I can understand that, but visually speaking, the districts, even when standalone, looks un-urbanized. For example, CH doesn't have a full asphalt ground, half of it is grass. The same goes for TS.
 
I think the cities of civ vi are better seen as regions, with the city center as a sort of initial settlement and provincial capital, while districts and speciality improvements act as more specialized settlements in the region, (in the real world cities of their own).

I can understand that, but visually speaking, the districts, even when standalone, looks un-urbanized. For example, CH doesn't have a full asphalt ground, half of it is grass. The same goes for TS.

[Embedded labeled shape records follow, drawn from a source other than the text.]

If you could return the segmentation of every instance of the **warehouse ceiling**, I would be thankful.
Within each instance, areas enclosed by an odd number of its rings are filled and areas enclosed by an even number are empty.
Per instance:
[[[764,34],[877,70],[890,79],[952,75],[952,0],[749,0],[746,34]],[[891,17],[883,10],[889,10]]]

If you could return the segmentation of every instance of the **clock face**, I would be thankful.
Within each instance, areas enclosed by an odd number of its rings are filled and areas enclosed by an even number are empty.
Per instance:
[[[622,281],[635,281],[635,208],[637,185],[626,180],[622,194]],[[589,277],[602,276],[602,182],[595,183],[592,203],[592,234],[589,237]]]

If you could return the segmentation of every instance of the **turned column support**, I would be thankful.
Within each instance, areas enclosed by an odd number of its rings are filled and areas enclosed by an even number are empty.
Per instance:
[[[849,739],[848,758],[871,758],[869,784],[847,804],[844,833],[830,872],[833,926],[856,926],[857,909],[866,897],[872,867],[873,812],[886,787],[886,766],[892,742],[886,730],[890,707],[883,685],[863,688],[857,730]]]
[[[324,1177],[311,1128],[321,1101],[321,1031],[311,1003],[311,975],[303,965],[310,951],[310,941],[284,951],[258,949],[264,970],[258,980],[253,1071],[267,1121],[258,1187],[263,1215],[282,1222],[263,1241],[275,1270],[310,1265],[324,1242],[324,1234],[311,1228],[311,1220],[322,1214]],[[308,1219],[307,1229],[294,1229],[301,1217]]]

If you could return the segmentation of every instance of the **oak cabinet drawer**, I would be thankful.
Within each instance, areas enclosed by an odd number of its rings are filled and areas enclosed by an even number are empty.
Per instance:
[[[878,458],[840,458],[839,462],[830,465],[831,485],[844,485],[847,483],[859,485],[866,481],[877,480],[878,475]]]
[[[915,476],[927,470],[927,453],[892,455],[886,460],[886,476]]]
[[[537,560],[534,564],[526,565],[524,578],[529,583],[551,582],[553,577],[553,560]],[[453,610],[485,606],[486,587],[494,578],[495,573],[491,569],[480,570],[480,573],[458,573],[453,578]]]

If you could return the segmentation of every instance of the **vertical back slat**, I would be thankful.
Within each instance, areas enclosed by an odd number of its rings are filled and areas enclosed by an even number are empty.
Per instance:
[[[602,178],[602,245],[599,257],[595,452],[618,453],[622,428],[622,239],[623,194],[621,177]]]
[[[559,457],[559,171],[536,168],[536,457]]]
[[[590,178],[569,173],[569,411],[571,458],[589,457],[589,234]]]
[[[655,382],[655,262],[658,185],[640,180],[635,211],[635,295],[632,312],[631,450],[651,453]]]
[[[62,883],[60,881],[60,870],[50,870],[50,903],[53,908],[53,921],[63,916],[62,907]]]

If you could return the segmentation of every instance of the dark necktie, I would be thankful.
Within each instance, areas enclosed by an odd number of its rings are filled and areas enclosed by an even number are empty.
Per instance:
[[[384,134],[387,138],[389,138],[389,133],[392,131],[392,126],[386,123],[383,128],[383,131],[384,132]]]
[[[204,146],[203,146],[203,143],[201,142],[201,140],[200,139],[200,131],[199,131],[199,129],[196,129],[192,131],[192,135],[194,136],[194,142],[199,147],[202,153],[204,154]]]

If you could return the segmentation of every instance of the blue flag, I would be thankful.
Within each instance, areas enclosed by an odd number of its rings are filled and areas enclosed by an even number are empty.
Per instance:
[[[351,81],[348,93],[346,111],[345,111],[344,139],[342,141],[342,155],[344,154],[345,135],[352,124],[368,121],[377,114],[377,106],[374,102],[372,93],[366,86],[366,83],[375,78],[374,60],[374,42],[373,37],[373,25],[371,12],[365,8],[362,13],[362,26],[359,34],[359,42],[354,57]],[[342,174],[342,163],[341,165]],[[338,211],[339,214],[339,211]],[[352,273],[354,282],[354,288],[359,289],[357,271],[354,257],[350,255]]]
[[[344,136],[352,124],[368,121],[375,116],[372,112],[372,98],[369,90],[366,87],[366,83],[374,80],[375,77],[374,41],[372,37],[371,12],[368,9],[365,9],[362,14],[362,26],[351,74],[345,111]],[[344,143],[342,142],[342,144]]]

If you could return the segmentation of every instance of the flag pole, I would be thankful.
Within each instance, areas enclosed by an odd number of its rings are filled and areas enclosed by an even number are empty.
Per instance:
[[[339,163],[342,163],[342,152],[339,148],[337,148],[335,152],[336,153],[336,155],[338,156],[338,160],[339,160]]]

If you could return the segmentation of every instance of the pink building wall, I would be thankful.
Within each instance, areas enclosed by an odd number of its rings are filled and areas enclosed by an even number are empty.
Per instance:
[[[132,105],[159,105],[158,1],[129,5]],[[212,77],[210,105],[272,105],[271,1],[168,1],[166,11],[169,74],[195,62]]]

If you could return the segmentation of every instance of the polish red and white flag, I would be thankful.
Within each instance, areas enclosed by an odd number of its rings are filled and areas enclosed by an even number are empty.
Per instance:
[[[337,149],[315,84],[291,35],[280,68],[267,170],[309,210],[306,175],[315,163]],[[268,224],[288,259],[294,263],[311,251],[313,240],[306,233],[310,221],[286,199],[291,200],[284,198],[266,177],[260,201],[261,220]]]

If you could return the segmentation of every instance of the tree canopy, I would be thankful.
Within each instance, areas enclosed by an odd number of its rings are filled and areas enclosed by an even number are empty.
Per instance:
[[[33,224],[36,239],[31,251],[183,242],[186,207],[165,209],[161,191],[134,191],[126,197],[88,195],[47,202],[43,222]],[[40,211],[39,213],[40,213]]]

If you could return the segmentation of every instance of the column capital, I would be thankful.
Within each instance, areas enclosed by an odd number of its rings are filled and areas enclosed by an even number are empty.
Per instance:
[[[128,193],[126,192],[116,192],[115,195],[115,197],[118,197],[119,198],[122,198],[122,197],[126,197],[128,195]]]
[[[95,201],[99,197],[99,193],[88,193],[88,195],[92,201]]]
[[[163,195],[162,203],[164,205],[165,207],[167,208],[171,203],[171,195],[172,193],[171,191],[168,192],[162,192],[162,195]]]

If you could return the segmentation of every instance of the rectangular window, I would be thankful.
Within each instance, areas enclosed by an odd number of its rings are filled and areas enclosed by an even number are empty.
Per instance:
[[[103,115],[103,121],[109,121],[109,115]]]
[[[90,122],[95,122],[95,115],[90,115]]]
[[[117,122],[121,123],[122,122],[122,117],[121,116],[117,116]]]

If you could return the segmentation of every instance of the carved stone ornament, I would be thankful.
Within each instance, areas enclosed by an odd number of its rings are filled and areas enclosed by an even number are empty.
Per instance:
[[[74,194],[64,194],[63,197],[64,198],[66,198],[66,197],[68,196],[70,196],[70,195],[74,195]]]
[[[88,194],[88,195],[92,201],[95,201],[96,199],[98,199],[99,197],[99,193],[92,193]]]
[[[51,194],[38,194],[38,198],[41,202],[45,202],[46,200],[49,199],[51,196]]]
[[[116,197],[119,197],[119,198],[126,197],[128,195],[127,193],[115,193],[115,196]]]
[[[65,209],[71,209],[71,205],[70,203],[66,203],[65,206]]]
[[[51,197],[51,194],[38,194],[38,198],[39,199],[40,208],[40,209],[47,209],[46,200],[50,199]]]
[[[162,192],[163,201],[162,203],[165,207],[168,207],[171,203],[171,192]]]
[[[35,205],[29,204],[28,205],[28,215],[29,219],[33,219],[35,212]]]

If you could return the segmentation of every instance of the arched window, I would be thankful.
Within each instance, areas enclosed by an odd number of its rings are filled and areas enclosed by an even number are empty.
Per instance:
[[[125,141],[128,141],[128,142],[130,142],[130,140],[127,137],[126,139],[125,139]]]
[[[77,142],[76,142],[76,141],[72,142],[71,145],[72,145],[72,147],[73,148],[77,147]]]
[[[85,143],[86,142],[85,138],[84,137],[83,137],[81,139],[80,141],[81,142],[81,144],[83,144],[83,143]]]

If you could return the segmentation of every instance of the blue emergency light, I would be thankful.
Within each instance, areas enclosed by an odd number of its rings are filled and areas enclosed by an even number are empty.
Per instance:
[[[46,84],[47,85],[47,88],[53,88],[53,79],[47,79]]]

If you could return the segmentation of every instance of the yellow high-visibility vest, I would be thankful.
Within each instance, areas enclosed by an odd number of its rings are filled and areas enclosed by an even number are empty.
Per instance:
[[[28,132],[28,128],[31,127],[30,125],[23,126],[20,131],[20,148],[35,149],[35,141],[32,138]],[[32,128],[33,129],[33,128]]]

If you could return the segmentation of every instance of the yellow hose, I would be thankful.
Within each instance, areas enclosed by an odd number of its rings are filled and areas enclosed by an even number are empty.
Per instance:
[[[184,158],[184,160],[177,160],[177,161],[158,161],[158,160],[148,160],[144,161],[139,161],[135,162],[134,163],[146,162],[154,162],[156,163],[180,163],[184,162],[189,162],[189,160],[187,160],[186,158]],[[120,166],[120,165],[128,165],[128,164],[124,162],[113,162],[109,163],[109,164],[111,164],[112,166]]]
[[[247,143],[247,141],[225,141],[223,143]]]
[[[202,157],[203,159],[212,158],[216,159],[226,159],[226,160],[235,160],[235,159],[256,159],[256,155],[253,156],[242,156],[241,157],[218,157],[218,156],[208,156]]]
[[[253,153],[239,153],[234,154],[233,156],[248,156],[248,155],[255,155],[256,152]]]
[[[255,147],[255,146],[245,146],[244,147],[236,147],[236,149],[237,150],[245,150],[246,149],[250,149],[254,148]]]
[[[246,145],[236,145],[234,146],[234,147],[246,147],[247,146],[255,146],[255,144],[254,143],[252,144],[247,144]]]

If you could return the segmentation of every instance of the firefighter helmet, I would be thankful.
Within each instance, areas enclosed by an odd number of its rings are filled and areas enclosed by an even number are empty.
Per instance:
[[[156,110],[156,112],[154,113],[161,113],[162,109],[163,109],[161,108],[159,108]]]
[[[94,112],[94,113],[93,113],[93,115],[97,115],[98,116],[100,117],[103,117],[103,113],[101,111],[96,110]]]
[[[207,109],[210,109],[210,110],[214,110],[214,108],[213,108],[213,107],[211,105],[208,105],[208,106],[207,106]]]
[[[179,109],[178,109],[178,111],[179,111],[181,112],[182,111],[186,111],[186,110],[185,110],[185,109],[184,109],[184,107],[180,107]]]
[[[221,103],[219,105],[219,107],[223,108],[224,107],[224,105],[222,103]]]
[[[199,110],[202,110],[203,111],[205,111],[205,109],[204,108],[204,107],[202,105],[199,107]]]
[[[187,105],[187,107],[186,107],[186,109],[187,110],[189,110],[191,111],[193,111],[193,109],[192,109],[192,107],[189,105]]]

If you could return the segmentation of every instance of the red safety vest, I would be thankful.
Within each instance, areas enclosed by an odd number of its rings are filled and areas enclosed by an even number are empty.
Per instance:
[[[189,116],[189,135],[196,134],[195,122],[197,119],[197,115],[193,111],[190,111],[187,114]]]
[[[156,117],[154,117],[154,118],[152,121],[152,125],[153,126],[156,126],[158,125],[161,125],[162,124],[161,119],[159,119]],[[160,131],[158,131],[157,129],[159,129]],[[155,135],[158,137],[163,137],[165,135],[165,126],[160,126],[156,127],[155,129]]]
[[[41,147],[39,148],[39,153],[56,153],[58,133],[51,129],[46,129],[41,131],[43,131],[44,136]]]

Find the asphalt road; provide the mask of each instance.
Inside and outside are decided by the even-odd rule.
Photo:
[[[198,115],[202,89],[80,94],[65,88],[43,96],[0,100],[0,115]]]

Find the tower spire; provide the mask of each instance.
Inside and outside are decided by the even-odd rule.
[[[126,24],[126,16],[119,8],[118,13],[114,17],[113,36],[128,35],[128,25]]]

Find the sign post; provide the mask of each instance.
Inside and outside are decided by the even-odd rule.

Yeah, I've kind of thought like this, where the "campus" for London is more like IRL Oxford or Cambridge, or the encampment for a city is like your West Point military academy. But visually it doesn't always line up like that, and a strong part of me wishes the game would actually enforce that more. So, for example, how would the game change if you were required to build all districts adjacent to the city centre (or adjacent to something connected to there), at least up until something like Urbanization, where you allowed them to spread out. Suddenly you can't build a city, buy a couple tiles, and somehow build a campus on the other side of a mountain range.
 
I really want a unique ability which allows conquered unique improvements to survive and be worked, possibly with an added culture point or two. Not to build more of them, or anything. I think it would be powerful, but not necessarily overly so.
That would be an interesting ability for Vietnam. :mischief:

Yeah, I've kind of thought like this, where the "campus" for London is more like IRL Oxford or Cambridge, or the encampment for a city is like your West Point military academy. But visually it doesn't always line up like that, and a strong part of me wishes the game would actually enforce that more. So, for example, how would the game change if you were required to build all districts adjacent to the city centre (or adjacent to something connected to there), at least up until something like Urbanization, where you allowed them to spread out. Suddenly you can't build a city, buy a couple tiles, and somehow build a campus on the other side of a mountain range.
What I hope they change is the way districts are laid out in future games.
I would have a separate city screen where the city center would have two to three rings of hexes around it to where districts, buildings and wonders can be built so cities don't look so disjointed.
All the other tiles around the city would be for improvements like normal.

Any way to comment on the OP most of my favorite civs have unique improvements, Dutch, Australia and Persia just to name a few. Visually they look appealing and have varied amounts of yields such as food, production and gold for the Polder, not to mention housing. :)

That being said there are certain civs with unique districts that are powerful but some aren't as varied as improvements.
 
I think the cities of civ vi are better seen as regions, with the city center as a sort of initial settlement and provincial capital, while districts and speciality improvements act as more specialized settlements in the region, (in the real world cities of their own).
That you can do but the districts still don't look like places where anyone live, they barely have any houses. If they are to represent towns then they need more than 3 inhabitants. And if you do put the district right next to the city center so that they are connected wall to wall then the district still looks completely separated not just due to completely different style (each having its own color scheme), but also this empty space that the game puts between the districts.
 
I see, I thought that all the Unique Buildings came with a reduction of cost... knowing that is not the case seems to be a little imbalanced...

Maybe it would be interesting to remove the "half cost of unique districts". I think they are already an "imperative" district to build, even without the cost reduction, as they grant the civ a unique bonus. It would be the same as the unique buildings and improvements, you build them because is synergic to your civ, so they are imperative... why not the same price for UD? If not, make all the unique buildings half price!